If you've racked up some significant credit card balances, your neighborhood bank or credit union might offer a personal loan to help you pay down your debt more quickly. It's a good deal if you can meet all three of these conditions:
- You can get an unsecured personal loan with fees and finance charges far less than what you're paying right now.
- You're confident that your family, health, and employment situations will stay stable enough to maintain your cash flow while you pay down the loan.
- You're disciplined enough to prevent your credit card balances from creeping back up once you've paid your bills with your personal loan.
Otherwise, you may be better off shopping for a balance transfer offer from your bank or from their rivals. Competition has heated up again among lenders. Even consumers with fair credit scores have reported qualifying for some decent balance transfer deals. If you've paid your bills consistently over the past few years, you may even qualify for a deal with no upfront balance transfer fee.
Avoid taking out a personal loan that requires you to post collateral. In the late 1990s and early 2000s, many homeowners believed that they could save money by rolling credit card balances into home equity lines of credit. When housing prices collapsed, those HELOC deals haunted Americans who faced foreclosure because of their spending habits. A lender may sue you over an unpaid credit card bill, but they can't seize your home.

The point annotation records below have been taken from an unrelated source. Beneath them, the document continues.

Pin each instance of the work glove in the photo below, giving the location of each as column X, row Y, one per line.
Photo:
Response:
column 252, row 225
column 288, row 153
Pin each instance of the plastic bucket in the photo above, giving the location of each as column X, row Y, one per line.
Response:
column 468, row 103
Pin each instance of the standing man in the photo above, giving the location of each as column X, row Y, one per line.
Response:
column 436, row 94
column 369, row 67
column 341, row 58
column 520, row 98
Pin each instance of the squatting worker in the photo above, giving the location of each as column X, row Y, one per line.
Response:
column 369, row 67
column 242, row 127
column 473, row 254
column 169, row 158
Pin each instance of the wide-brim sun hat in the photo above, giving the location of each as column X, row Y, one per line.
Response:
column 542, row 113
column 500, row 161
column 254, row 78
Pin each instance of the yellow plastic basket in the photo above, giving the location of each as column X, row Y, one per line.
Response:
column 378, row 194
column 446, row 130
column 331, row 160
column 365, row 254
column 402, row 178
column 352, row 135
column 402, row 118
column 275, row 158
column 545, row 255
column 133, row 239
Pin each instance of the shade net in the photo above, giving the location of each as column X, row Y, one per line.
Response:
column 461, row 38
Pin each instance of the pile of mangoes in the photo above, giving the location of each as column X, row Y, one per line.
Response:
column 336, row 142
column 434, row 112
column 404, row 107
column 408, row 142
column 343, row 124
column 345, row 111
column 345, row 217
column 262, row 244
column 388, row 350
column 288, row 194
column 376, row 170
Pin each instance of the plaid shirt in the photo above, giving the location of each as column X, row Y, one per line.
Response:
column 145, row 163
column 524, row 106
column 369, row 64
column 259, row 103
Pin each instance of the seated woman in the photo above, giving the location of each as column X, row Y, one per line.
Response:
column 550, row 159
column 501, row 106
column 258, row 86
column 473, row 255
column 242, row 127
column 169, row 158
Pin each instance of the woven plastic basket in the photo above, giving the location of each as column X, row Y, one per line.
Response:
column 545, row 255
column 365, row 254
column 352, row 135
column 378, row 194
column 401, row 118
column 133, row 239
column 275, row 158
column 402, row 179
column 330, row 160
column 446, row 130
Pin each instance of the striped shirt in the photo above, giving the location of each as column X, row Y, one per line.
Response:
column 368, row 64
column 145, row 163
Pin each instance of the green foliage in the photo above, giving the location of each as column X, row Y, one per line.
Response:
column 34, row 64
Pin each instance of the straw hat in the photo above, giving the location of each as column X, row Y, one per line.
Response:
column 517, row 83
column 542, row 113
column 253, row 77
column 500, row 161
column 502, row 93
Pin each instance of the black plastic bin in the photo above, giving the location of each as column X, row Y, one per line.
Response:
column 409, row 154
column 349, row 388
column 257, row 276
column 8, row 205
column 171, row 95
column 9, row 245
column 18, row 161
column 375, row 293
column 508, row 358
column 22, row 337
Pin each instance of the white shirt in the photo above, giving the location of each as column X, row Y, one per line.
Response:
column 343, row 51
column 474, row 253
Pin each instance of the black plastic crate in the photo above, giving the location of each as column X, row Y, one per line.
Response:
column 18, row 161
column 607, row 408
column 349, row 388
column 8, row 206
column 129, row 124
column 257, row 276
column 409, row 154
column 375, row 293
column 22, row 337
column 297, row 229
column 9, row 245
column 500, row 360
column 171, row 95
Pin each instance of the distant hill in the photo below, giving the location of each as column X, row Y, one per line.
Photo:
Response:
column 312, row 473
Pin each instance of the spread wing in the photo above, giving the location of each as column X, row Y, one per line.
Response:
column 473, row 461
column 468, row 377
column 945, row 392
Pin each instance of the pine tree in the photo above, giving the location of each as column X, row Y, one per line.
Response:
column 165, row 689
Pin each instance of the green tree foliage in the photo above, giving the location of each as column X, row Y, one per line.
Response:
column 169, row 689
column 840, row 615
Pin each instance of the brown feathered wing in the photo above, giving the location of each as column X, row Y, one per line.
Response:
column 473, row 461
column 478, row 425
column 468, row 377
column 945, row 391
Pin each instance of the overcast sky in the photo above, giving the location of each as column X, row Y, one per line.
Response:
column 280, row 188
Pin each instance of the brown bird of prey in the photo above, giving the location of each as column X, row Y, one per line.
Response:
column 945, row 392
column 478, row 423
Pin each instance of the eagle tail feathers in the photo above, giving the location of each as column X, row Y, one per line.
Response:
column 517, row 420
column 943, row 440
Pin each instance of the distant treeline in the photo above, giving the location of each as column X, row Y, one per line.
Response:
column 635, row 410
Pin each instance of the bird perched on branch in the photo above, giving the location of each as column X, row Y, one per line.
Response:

Sadly, I'm hearing more stories lately about credit card customers who fall victim to disreputable lenders. These companies use high pressure sales tactics to push low quality loans. Despite public scrutiny, predatory lending still impacts the unemployed, the elderly, and residents of low income communities. Don't do business based on a single telemarketing call. Instead, do your homework, research your prospective lender online, and avoid deals that sound too good to be true.